Independence roadtrip - Friday July 1st part four
Published on July 13th, 2011 @ 08:05:00 am , using 768 words, 66953 views
We head out to The Place Which Will Not Be Named.
And this is where the entry gets a bit reflective.
To malaprop-paraphrase the late great Bill Hicks - if you're here for beer chat, we're getting to that. I got a *lot* of that. But this is good too, so hang in there.
We get to the dining establishment and are seated.
This is a non-chain establishment, and it's around late-lunchtime. I've checked reviews on Yelp and the majority of reviews are that the food is a bit overpriced for what it is, but generally good. I'm sharing this so you know where maybe my expectations are when we enter.
We're seated by the window. The sun has finally come out, a relief as we were ducking absolutely pouring rain going into Hopcat (karma for the giggling at the rained on club girls the night before? Probably!).
The server comes up. Young, attractive, no body art, 1 unusual adornment. Over-made up for the weather outside. Over-made up compared to all the places we have been in Grand Rapids.
(We all profile by appearance, even when we try not to, so no judging for me trying to describe her so you get the mood of the thing. If it makes you feel better, she probably profiled us too.)
We study the menu. We order 2 things that seem rather proteiny and filling to people who are used to splitting entrees. They're appetizers, but sound promising. We're pretty excited at this point!
At our usual places in Lafayette/in Indiana, the staff knows us and I know that all waitstaff has their mask/barrier up. It's part of survival. They're not acting, they're not being fake - they're being who they are while in the role of service-industry. I respect that, I have to do that in my business too to a certain extent.
Some people are more willing to share their selves with you than others are. This is true within a service industry/customer relationship and out of it. Everyone has a different set of social barriers.

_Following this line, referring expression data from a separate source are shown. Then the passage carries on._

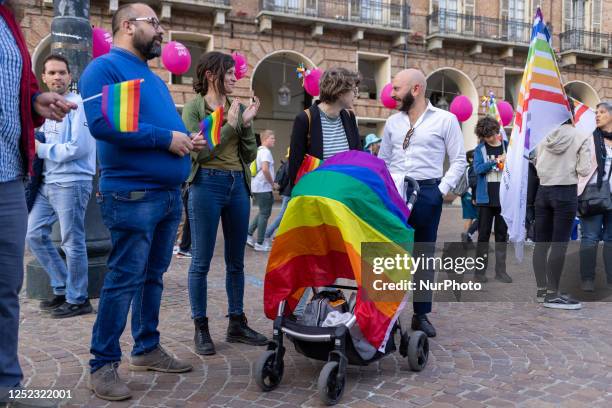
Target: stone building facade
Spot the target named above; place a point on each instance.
(465, 47)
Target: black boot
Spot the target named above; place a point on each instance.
(239, 332)
(202, 340)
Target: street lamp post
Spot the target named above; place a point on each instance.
(71, 37)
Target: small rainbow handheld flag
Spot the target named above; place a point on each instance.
(121, 105)
(309, 164)
(211, 127)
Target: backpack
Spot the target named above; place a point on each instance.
(462, 185)
(472, 177)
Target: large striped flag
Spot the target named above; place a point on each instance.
(490, 104)
(542, 106)
(121, 105)
(347, 201)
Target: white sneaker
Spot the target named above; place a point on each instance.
(262, 247)
(250, 241)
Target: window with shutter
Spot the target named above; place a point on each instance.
(596, 11)
(568, 15)
(468, 11)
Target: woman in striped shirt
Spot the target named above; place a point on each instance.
(328, 126)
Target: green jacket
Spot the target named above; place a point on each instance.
(194, 113)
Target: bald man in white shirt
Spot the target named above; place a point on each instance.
(415, 142)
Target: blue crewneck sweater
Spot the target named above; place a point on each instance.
(138, 160)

Things one person shares readily, another may never share except with their most intimate friends.
This server felt very.. angry. Her body language and the way she moved wasn't just matter of factly, it was as if she was angry at the water. Angry at the floor that she had to walk on. Angry at the staff, angry at the customers.
This was swimming under a very lovely but very 'over produced' facade. She's conventionally lovely and the role she chose is a 'cute wait staff that dots her I's with flowers' kind of person. But her entire being doesn't match it.
My lower, middle and upper systems of interpreting emotions are a little overloaded. The lizard, child and higher being are trying to figure this stuff out and it's a little too much for my brain to deal with.
Did we do something wrong? Is she angry at us? Is she angry that she's working?
Jon and I dig into the food, which is a *lot less food* than expected in all cases. The first course was good, but not exceptional. I don't usually mind restaurant tricks to make things look larger than they are, but today I resent what they've done.
The 'main' meat course comes out and is smaller than expected. It was good, but Jon and I have done similar things to both courses at home and been much happier with it. I've now had maybe 3 oz of protein total and I'm not a happy woman.
I believe people probably like this eating establishment, but the wait staff is really confusing me, and I'm not happy with the food.
I have no unrealistic expectation that wait staff be thrilled with their job or with serving me.
I do my best to make the experience generally pleasant, as I don't view staff as machine-like things that are meant to serve me. I view them as people, and I try to treat everyone well.
I don't feel like we were treated well. We were treated as 'things' not as people. Since I do my best to not treat people as machines or things, I felt a bit put off and slightly offended.
We pay, and leave. I'm really bummed out at this point.
I won't tell you about my mini breakdown, but it involved cheese, and a nice but confused person who wanted to make my day brighter, but could see that probably the best thing to do was disengage.
We decide to go to a place that may or may not feel like home.